Code Coverage from Cypress End-to-End Test

Testing is an important part of software engineering. It helps shipping code faster while making sure our application works properly when changes are made. It makes sure unintended bugs are identified proactively before application moves into production. But how do we know when our tests are enough? Are there parts of the application still untested? That's where code coverage comes into play.

Code coverage is the measure which describes the degree of which a source code is executed during testing. This shows us which parts of the source code are executed when tests are run. Cypress as a testing library does not have code coverage out of the box. Some configurations and setup are needed to provide code coverage with cypress.

Instrumentation

Instrumentation is the process of computing the source code lines executed during tests, parsing it to find all functions, statements, branches, and then inserting counters into the code. These counters are basically the number of times these functions, statements and branches are executed.

// square.js function square (num) { return num**2 } module.exports = { square }

Instrumenting the above source code source code might look like this

// this counts the number of times each functions and statements are executed const c = (window.__coverage__ = { // we have just one function, thus [0] f: [0], // we have three statements, thus [0,0,0] s: [0, 0, 0], })

Let's write a test for our program

// square.spec.js const { square } = require('./square') it('squares a number', () => { expect(square(5)).to.equal(25) })

Running the above test will add counters to the coverage object which might look like this

const c = (window.__coverage__ = { f: [1], s: [1, 1, 1] }) // the first statement defines our function and gets incremented c.s[0]++ function square(num) { // when our function is called f gets incremented c.f[0]++ // the second statement gets called and also incremented c.s[1]++ return num**2 } // 3rd statement is called and incremented as well c.s[2]++ module.exports = { square }

In this case, our test has achieved 100% code coverage. This coverage object will be generated into a human-readable report and saved. Cypress does not instrument our code, we have to do it ourselves using babel-plugin-istanbul as part of code transpilation pipeline or using nyc(a command-line interface to istanbul).

Setting up Cypress code coverage

To setup our code coverage we need to first install the dependencies npm i -D nyc babel-plugin-istanbul @cypress/code-coverage

Add the plugin to .babelrc file. This instruments our code as part of it's transpilation.

{ "plugins": ["istanbul"] }

If we don't want to use babel-plugin-istanbul for instrumentation we can use nyc. To instrument the code located in our src folder using nyc, we can run the command below which generates an instrumented version of our src folder. We specify the --compact=false flag to generate human-friendly output.

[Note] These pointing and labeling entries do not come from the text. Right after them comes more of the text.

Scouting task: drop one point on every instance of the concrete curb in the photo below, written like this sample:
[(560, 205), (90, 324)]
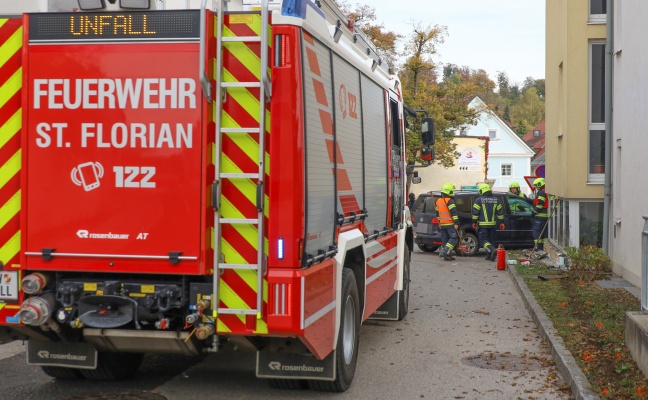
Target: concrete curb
[(569, 370)]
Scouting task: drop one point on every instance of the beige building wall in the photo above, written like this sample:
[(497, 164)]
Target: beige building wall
[(568, 35), (469, 168)]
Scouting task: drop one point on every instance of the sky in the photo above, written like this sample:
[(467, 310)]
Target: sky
[(494, 35)]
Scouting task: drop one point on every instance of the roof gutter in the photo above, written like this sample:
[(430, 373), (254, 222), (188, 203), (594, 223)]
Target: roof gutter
[(607, 194)]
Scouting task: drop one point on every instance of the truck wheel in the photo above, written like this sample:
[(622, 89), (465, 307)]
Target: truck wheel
[(62, 372), (114, 366), (403, 295), (346, 349)]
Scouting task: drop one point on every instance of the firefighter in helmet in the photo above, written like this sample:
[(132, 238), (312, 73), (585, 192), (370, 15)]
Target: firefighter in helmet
[(540, 205), (448, 221), (487, 211)]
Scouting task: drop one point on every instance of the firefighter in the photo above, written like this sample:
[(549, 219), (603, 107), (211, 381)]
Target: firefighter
[(514, 188), (410, 202), (486, 211), (540, 204), (448, 221)]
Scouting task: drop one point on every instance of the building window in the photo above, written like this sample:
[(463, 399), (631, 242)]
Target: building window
[(597, 12), (596, 162), (590, 226), (506, 169)]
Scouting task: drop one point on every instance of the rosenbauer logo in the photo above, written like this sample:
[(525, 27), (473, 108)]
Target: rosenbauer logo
[(276, 366), (84, 234), (53, 356)]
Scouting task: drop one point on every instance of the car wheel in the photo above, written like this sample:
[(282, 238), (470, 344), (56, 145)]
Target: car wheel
[(427, 249), (470, 242)]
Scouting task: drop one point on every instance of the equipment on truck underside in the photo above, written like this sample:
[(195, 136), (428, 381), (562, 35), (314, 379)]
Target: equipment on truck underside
[(179, 178)]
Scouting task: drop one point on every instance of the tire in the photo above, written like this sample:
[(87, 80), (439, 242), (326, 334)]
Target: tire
[(427, 249), (403, 295), (469, 241), (346, 349), (114, 366), (62, 372), (288, 384)]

npx nyc instrument --compact=false src instrumented

Add the following code in your cypress files

// cypress/support/index.js import '@cypress/code-coverage/support'
// cypress/plugins/index.js module.exports = (on, config) => { require('@cypress/code-coverage/task')(on, config) // include any other plugin code // return the config object with any changed environment variables return config }

With our setup perfectly done, running our test will generate our final code coverage and saved on the .nyc_output folder. This contains a json file which can be used to generate coverage report in different formats. You can generate a report using nyc by running

npx nyc report --reporter=text-summary

Also the plugin @cypress/code-coverage generates a code coverage report in html format when tests are run. This file is saved in coverage/lcov-report folder.

Conclusion

Code coverage helps us identify the parts of our code not covered by test. With Cypress, code coverage is very easy to setup while providing a great value.